Le marché unique n’est pas non plus totalement intégré dans les services, qui représentent pourtant près des trois quarts du PIB de l’UE. « Seules 25% des grandes entreprises proposent des ventes en ligne transfrontalières dans l’UE », constate l’économiste allemande.

De ces faiblesses résulte la difficulté d’ériger de puissantes firmes européennes. Le secteur de l’intelligence artificielle (IA) générative en est un exemple. Plusieurs entreprises émergent en Europe, comme le Français Mistral AI ou l’Allemand Aleph Alpha.

Mais ce ne sont que des champions nationaux, loin derrière leur concurrent américain Open AI. Isabel Schnabel pointe aussi une « allocation inefficace des ressources » dans l’économie européenne.

Un constat partagé par Anthony Morlet-Lavidalie, économiste chez Rexecode : « Pendant la Covid, il y a eu une vague de licenciement massif aux Etats-Unis. Mais dès que l’activité a repris, le mouvement inverse d’embauches s’est produit, permettant ainsi de réallouer la main-d’œuvre dans les secteurs les plus porteurs.

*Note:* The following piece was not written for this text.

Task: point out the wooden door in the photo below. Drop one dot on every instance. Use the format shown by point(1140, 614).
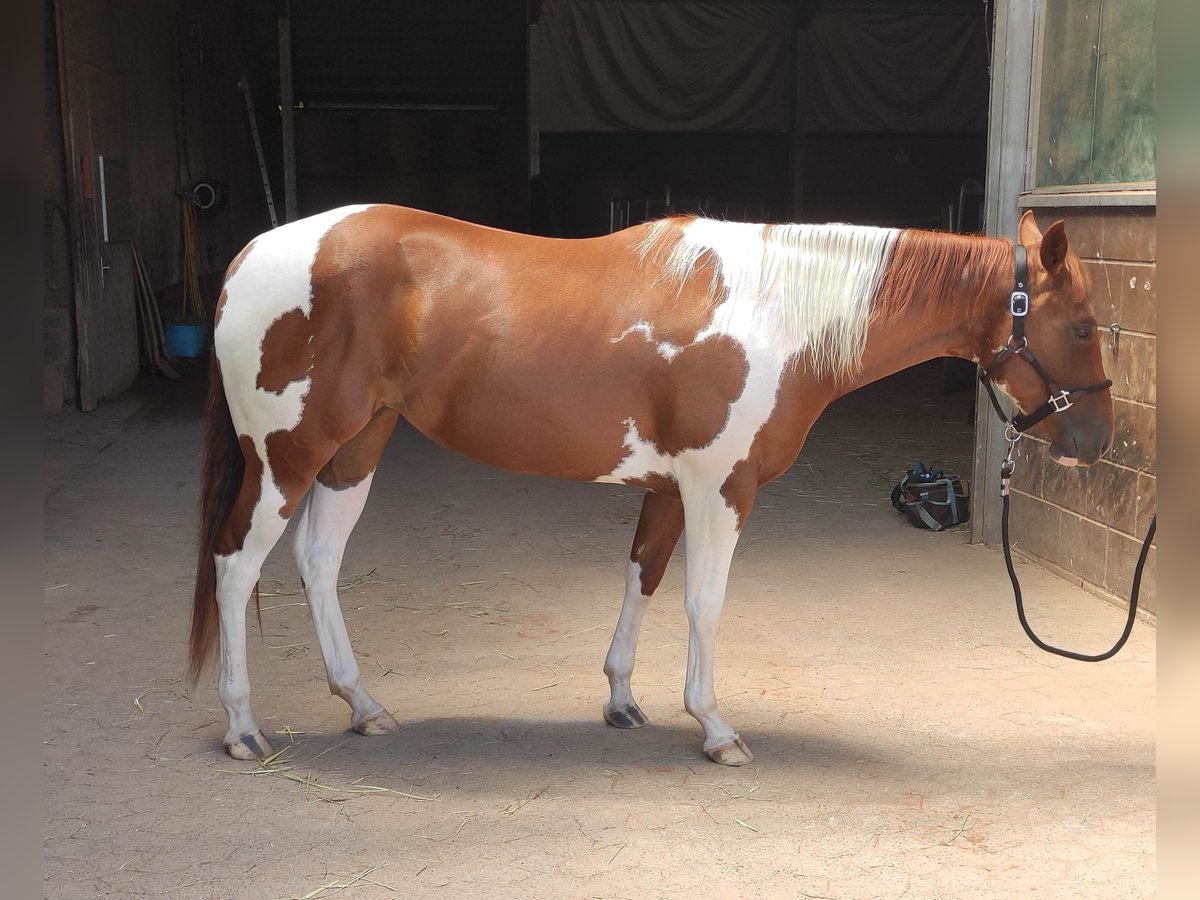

En Europe, les emplois ont été plus protégés, limitant la mobilité du capital humain ».

Cette ultra-flexibilité a été une aubaine pour la productivité et la croissance, mais correspond-elle au modèle souhaité en Europe ? Bien que les inégalités de revenus et de patrimoine croissent des deux côtés de l’Atlantique, elles sont supérieures aux Etats-Unis, tout comme le taux de pauvreté (18% en 2022 selon l’OCDE, soit plus que dans tous les pays membres de l’UE).

Si l’on juge l’issue de la course sous ce prisme-là, la tortue européenne pourrait l’emporter sur le lièvre américain.